The limits of a governor’s emergency powers

July 14, 2020 | By LUKE WAKE
Gavin Newsom

Even in a public health emergency, the constitution still matters.

That’s one lesson we can take from the restraining order issued by a California judge on June 12 halting one of Governor Gavin Newsom’s emergency orders. The ruling argued that Newsom’s order overstepped his office’s authority, infringing upon the legislature’s lawmaking powers.

The offending order, seeking to change a variety of state election laws, is one of many constitutionally suspect emergency orders the governor has issued in recent months in response to the COVID-19 pandemic. For example, Newsom also issued emergency orders to change workers compensation standards and impose supplemental paid sick leave obligations on certain employers.

Newsom’s aggressive use of emergency powers is alarming, because it increasingly looks like the governor is using the cover of the public health crisis to enact his preferred policies (many with little to nothing to do with public health) without having to go through the deliberative legislative process. In so doing, Newsom is undermining the separation of powers established in the state constitution.

In most states, emergency powers are conferred on the governor by statute. In some cases, the legislature constrains the governor by imposing clear time limits on emergency powers. Other states authorize the governor only to take certain enumerated actions. Thus, if the governor seeks to go beyond what has been expressly authorized, then there is a grave constitutional problem—a violation of the separation of powers. And we’re fighting to prove that point in our lawsuit challenging improper emergency orders in Ramirez v. Lamont.

As the U.S. Supreme Court recognized in Jacobson v. Massachusetts, states may enact statutes to prevent the spread of a contagious disease. So if a legislative body were issuing these regulatory restrictions, there would be little constitutional ground for objection, and unless the legislature has acted arbitrarily, its judgment as to how to address a serious public health threat will generally withstand judicial scrutiny. However, we are not dealing with draconian legislative impositions, but instead with increasingly controversial rules dictated unilaterally by the governor.

More generally, there is a constitutional problem whenever a governor asserts sweeping autocratic authority to make rules, as Newsom appears to be doing. Even if the governor believes he is acting in the public interest, it is still the legislature’s job to make law. “What the governor thinks is best” is not a reliable principle for accountability in governance.
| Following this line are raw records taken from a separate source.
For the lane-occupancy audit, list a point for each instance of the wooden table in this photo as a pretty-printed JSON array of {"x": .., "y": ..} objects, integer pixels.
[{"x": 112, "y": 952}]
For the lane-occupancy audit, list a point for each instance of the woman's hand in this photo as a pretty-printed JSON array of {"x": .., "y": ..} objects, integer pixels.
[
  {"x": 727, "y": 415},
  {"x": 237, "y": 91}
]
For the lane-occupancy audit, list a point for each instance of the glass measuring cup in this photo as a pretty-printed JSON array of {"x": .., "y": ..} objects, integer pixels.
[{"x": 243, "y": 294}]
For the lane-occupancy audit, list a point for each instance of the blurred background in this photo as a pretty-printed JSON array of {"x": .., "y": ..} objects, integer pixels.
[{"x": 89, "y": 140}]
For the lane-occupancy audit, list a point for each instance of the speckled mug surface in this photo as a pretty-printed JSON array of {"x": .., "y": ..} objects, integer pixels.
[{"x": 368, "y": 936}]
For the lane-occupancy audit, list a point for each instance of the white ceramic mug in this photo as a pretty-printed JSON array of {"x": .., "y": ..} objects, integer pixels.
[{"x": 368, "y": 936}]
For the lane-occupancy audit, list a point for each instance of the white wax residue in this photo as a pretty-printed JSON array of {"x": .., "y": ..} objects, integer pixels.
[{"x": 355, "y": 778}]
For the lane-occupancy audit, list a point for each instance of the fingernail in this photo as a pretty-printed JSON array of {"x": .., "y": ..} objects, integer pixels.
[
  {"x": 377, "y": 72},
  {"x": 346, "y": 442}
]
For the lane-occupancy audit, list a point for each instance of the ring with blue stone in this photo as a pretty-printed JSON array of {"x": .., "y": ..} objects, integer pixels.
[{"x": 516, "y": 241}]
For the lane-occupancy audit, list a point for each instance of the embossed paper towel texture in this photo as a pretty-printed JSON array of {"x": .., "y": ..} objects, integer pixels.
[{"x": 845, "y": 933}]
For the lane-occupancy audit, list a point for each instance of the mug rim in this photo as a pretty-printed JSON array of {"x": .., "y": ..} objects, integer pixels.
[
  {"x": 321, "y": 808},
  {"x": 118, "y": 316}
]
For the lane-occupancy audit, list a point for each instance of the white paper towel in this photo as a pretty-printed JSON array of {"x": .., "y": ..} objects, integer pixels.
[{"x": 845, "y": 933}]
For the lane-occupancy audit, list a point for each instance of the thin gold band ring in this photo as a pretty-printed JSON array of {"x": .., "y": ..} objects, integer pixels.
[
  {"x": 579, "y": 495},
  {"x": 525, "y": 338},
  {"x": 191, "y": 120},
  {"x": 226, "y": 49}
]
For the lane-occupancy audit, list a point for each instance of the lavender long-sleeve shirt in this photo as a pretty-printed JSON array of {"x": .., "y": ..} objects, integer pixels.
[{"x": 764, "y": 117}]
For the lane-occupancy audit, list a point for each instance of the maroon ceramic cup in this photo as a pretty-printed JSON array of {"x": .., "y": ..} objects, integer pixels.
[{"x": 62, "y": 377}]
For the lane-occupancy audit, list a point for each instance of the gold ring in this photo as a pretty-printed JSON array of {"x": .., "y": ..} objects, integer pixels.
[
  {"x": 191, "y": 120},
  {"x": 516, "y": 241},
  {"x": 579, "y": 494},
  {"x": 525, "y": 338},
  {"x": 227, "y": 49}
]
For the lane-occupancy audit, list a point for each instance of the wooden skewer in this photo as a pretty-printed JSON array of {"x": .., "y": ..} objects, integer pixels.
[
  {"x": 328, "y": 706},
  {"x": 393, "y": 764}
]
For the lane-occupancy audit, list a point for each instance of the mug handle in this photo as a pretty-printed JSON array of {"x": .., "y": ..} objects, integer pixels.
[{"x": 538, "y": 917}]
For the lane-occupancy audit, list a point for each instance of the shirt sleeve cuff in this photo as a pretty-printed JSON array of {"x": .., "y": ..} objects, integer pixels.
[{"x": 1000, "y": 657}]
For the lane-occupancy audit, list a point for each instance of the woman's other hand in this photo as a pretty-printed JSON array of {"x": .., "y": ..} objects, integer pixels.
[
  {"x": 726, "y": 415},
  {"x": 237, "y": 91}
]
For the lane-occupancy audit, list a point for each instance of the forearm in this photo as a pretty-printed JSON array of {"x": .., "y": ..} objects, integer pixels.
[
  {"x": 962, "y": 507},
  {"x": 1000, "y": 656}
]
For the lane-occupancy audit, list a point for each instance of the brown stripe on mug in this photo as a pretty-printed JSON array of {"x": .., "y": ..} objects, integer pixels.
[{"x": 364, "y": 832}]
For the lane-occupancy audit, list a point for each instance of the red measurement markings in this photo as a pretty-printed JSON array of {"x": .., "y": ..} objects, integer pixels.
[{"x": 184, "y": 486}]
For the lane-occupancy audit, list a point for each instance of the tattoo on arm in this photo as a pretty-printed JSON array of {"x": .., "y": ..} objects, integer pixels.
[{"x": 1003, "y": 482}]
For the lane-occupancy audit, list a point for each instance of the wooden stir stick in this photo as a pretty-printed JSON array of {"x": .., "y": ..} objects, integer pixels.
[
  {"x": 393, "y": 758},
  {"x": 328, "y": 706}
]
And the longer Newsom and other governors continue to issue orders regulating our private affairs, the more it looks like autocratic rule. The whole point of conferring emergency powers is that we sometimes need swift executive action to respond to a time-sensitive emergency. But that justification diminishes as time passes, because there is greater time for the lawmaking branch of government to deliberate.

In any event, a governor can’t use a declaration of emergency to upend constitutional doctrine. Exploiting emergency powers to micro-manage the economy and our private lives is deeply troubling, because it amounts to an assertion of unchecked authority—i.e., a power to act outside the constraints of law. Even in the midst of a pandemic emergency, Newsom and other governors should respect the constitutional limits on their powers, and work with legislators to craft and enact laws that serve the people.